AIG's meltdown has roots in Greenberg era
AIG itself is clear that Greenberg should bear some of the responsibility.
"AIG FP from the way it operated to its compensation were all set up under Greenberg, and AIG was well into it by the time he left," said Nicholas Ashooh, a spokesman for AIG.
Greenberg, a World War II veteran who helped to liberate the Dachau concentration camp, set up the financial products unit in 1987 as he was seeking new business avenues to diversify his growing empire against the highs and lows that are a trademark of global insurance markets.

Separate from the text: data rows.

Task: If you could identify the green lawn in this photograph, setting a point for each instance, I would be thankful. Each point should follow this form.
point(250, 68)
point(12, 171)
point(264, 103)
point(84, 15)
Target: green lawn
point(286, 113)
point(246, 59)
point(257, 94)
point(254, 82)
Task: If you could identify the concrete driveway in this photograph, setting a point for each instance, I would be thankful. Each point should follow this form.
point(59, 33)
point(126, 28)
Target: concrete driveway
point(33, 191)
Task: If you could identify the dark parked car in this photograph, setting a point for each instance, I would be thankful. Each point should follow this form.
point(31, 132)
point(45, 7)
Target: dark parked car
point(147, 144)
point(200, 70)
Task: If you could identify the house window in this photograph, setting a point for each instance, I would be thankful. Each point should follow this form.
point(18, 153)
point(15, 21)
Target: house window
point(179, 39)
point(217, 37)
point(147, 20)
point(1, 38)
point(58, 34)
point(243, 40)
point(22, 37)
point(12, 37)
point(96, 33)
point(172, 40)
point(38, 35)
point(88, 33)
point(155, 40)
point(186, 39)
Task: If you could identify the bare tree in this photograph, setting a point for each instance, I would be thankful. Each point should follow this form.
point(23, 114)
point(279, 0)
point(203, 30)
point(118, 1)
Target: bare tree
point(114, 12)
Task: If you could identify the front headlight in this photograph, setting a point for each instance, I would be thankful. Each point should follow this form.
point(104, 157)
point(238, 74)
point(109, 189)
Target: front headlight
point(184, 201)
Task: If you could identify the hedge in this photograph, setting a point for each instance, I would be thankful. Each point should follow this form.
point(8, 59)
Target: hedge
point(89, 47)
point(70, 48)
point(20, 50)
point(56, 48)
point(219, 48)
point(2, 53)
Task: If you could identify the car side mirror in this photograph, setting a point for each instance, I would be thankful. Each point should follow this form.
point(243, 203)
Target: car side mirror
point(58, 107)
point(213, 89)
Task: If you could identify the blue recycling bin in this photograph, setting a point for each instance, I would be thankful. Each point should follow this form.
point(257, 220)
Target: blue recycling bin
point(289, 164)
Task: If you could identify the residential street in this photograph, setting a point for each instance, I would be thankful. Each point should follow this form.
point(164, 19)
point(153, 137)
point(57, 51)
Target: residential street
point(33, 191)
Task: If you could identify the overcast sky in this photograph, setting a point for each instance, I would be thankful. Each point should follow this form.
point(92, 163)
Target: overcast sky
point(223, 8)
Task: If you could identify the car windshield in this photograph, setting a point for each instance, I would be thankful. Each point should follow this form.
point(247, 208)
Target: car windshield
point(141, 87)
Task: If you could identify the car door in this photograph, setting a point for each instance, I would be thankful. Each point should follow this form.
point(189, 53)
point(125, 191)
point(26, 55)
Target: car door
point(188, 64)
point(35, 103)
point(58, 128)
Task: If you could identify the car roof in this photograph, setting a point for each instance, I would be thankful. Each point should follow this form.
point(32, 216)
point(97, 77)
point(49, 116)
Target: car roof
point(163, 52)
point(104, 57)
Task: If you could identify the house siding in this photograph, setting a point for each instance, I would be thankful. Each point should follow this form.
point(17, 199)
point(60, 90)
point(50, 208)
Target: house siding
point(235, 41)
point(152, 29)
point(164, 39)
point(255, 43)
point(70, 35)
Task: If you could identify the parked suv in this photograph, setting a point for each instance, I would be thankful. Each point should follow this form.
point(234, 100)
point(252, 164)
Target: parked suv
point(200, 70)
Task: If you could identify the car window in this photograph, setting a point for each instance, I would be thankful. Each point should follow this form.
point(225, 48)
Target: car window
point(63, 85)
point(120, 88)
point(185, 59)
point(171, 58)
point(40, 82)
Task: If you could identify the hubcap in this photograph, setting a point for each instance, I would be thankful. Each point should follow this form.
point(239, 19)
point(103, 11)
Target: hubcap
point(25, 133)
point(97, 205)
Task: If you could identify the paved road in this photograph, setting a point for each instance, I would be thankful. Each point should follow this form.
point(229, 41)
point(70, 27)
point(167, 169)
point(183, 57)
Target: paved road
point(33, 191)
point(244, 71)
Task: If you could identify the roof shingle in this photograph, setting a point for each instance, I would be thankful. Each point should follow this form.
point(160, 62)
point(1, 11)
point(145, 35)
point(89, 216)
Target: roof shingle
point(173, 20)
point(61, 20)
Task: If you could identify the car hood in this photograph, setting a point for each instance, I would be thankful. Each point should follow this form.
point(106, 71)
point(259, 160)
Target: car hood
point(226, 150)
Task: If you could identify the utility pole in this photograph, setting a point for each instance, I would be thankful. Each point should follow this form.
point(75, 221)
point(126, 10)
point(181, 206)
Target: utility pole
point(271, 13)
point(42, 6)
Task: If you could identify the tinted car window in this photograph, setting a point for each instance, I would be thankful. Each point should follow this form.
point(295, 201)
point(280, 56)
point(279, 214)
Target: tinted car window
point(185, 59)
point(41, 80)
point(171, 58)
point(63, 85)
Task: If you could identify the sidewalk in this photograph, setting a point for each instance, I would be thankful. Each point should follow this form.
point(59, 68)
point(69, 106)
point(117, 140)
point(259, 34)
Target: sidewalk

He hired a group of traders that had worked together at Drexel Burnham. He would later promote Joseph Cassano to lead the unit, which became a sought-after employer since it offered to share a third of all its profits with staff. Cassano is now at the center of U.S. and UK probes into what happened at AIG Financial Products.
A PLAN THAT BACKFIRED
Greenberg's diversification plan paid off handsomely at first. AIG Financial Products contributed $5 billion to the insurer's profits from the time it was formed in 1987 through 2004, Greenberg's last full year as CEO.
But the risks also grew exponentially as the unit, driven by a thirst for greater profits, racked up guarantees on CDS worth a total of about $450 billion. Cassano boasted in 2007 that the company did not expect to realize even $1 in losses on the portfolio.
"AIG jumped into the high-beta world of credit default swaps when there was a low default environment," said Whalen. "But when the market goes bad it all goes bad, and with the kind of exposure that AIG wrote, it is just rancid."
Greenberg, in written testimony to a U.S. congressional hearing last October, argued that risk controls were not maintained at AIG Financial Products after he left, and that he would have done more to hedge the risks and head off losses.
Gerry Pasciucco, a former Morgan Stanley executive who is now winding down the unit, told Reuters last month that everyone with the benefit of "20/20 hindsight" would have reacted differently. The reality is no one did, under Greenberg, or later, he said.
"The overwhelming majority of AIG FP's books were hedged, but some remote risks were not," said Pasciucco.
AIG withdrew from guaranteeing multi-sector asset-backed securities -- the area that has triggered AIG's worst losses -- about 8 months after Greenberg's departure.
To be sure, some experts say neither Greenberg nor AIG could have predicted the extent of the U.S. housing market bust, or the prolonged recession.
"The business of insuring credit is good, and there is a valid market, but it was left unregulated and unsupervised. Credit insurance was the blind area," said David Kotok, chief investment officer at Cumberland Advisors. "We are now paying the price."